We, my husband and myself as well as Ursula (the girl’s mother), are very lucky that she is open to talk with all of us about what is going on in her world. I hope that continues and she knows that we always there for her. She is 13, so I fully realize that however hard we feel it has been thus far, we have only just begun and the road is going to get far more bumpy before it smooths out. I fear what it is going to be like when boys become a real issue, not sure who that is going to be harder on, the girl or her father…stay tuned.

 

What the hell are some people thinking?

Seriously, there are times I just look at some people and wonder what makes them think their behavior is acceptable. I realize in today’s world, with the President of the United States being a frightening example of this, some feel they are now entitled to do and say whatever, whenever and no one is going to push back. Well, I’m here to say, we need to push!

Today something happened at work, nothing horribly major, but a breach of office etiquette. The behavior was called out, as it should be, and the offending party did as they typically do, became combative and unprofessional, to the point that the other party sunk down to the same level. The real problem came when the party in the wrong accused the other of bullying them. It is insane and pretty much out the Trump family handbook of creating a hostile situation then attempting to turn it around to play the victim. When did adults start thinking it is acceptable to avoid any and all responsibility for their own actions? It’s not ok to talk to people like you have no interest in their side in a professional setting or to raise your voice because you think louder means you are more important.

The person who created the drama is one of those negative people who blames others for everything. She complains to anyone who listen about how this person treated her poorly or that person talked to her in an unprofessional manner or another person isn’t doing their job and its her place to set them straight. It is always something with her and if anyone dare put her in her place, she will be the first to run to her boss, or worse, HR. We are grown ass folks, in a corporate setting, not working part-time at McD’s after school. At what point do people not see its THEM, not the rest of the world how is the issue. Self reflection is a lost art my friends.

I feel like I go through most days working very hard to control my mouth and my facial expressions. At any given time people will do or say things that they should be embarrassed and ashamed of, yet they feel justified and entitled. I am going to need to muster all my strength later this evening while helping a friend who is a wedding planner. The mother the groom is nothing short of crazy. I realize weddings can be stressful, especially for the close family, but that is no reason to make unreasonable demands and not be willing to discuss things like an adult. Also, paying someone for services does NOT give you the right to talk down to them or treat them like they should do anything you demand of them.

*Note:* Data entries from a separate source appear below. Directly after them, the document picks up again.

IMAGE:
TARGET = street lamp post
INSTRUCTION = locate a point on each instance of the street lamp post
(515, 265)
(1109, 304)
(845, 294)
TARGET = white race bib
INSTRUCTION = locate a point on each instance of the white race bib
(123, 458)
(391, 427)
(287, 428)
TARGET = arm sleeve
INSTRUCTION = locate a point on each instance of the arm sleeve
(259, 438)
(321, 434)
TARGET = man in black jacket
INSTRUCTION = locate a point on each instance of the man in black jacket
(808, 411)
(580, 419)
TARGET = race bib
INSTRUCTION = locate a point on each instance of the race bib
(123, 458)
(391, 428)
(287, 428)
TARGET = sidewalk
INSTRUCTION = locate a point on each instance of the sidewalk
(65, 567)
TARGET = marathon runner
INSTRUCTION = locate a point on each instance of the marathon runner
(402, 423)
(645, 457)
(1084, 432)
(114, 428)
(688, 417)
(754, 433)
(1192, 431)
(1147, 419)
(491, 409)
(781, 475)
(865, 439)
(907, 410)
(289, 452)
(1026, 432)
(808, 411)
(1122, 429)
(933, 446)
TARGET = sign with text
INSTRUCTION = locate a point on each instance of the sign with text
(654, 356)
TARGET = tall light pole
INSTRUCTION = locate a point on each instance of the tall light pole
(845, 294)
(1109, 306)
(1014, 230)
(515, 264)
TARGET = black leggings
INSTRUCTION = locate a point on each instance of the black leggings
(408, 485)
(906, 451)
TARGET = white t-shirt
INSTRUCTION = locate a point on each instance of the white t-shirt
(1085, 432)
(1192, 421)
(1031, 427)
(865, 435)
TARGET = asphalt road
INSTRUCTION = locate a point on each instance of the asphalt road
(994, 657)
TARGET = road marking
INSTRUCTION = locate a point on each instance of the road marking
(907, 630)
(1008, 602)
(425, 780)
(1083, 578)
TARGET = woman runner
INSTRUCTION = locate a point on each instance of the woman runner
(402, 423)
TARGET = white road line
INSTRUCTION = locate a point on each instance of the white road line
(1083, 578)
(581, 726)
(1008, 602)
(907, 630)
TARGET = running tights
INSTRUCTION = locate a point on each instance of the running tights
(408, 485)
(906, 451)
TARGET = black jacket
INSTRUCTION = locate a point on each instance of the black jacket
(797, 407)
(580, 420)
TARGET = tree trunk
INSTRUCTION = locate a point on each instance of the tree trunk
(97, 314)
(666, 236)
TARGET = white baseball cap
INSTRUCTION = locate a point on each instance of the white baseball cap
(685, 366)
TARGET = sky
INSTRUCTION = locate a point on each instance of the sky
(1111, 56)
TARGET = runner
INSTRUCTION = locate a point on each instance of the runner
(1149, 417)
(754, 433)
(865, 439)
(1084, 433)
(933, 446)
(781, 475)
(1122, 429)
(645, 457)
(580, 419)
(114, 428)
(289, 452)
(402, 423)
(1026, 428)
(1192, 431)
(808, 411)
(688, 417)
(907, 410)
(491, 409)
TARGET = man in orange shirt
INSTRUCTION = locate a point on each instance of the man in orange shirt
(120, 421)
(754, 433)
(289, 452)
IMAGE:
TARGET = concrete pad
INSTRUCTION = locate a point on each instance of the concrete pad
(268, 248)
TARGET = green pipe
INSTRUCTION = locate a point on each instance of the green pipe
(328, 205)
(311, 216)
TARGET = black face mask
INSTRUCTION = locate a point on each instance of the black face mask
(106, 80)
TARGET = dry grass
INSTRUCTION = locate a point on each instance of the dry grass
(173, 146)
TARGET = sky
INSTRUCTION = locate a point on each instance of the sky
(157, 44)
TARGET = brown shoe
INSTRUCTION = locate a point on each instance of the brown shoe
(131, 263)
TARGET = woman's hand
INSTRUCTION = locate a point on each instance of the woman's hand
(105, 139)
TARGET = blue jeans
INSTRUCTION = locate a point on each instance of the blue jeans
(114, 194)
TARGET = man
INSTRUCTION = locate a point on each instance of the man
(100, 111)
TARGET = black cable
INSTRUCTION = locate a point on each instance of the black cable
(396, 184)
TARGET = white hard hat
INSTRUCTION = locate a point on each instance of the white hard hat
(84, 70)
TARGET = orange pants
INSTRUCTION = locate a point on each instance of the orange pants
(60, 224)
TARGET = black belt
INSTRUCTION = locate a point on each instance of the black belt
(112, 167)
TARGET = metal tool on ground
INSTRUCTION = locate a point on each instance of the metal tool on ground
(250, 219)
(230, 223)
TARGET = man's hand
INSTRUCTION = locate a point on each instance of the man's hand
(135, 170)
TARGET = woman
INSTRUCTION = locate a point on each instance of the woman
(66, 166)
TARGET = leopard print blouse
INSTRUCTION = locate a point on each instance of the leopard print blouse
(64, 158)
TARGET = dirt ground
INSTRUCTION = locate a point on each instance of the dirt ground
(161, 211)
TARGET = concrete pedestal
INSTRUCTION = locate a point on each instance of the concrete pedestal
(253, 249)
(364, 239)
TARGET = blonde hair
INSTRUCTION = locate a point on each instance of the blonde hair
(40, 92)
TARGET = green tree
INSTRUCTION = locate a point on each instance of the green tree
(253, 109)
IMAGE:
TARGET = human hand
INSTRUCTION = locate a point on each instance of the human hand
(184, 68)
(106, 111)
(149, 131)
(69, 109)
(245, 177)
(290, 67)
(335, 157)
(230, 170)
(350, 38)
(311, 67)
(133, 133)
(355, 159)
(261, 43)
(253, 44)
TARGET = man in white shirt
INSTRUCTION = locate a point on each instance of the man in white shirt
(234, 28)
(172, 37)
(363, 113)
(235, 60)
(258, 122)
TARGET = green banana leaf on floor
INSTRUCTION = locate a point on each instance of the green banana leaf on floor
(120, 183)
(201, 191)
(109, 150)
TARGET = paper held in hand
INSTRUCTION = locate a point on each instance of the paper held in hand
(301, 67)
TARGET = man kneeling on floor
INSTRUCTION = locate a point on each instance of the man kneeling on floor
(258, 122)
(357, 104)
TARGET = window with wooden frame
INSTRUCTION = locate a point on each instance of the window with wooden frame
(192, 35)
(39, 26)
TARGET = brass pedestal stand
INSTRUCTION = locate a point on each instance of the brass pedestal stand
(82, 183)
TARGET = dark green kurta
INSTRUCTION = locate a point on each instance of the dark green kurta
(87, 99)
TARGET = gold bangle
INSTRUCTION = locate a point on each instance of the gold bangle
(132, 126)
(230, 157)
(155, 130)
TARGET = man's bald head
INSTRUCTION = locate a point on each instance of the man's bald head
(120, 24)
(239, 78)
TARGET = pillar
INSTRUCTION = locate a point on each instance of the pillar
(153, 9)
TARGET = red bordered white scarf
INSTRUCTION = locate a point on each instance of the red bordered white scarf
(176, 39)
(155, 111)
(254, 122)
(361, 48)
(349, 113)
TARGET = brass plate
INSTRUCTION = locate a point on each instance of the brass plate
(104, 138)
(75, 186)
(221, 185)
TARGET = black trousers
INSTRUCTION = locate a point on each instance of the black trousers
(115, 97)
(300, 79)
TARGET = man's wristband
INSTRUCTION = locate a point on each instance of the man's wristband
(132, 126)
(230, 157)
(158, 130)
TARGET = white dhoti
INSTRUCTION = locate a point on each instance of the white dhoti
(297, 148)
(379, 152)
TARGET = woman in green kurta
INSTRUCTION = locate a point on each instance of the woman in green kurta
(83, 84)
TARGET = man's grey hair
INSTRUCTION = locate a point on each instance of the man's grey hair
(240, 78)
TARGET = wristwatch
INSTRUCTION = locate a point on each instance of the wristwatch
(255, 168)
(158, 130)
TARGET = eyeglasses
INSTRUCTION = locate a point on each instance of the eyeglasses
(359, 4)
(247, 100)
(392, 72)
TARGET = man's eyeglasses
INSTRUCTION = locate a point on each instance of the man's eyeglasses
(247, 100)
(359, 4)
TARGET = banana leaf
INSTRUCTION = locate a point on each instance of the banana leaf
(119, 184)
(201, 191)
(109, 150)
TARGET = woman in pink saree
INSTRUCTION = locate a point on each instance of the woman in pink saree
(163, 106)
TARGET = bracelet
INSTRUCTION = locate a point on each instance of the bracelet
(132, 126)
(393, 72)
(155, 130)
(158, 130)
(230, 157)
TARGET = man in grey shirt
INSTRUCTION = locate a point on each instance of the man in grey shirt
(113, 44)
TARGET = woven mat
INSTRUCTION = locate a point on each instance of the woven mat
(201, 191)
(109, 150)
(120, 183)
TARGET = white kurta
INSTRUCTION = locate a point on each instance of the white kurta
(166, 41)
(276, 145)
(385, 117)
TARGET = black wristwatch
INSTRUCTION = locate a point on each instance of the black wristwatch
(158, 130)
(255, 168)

The rule of do unto others, treating others the way you would like to be treated, that needs to make a comeback in our society. “Telling it like it is” for the sake of being spiteful or bullying others to get your way needs to stop. Talk to others with respect, have the patience to listen to the other person before you attack or do not look to attack at all. You do get more flies with honey as the Southern saying goes- try it and you just may find it much easier to get your way.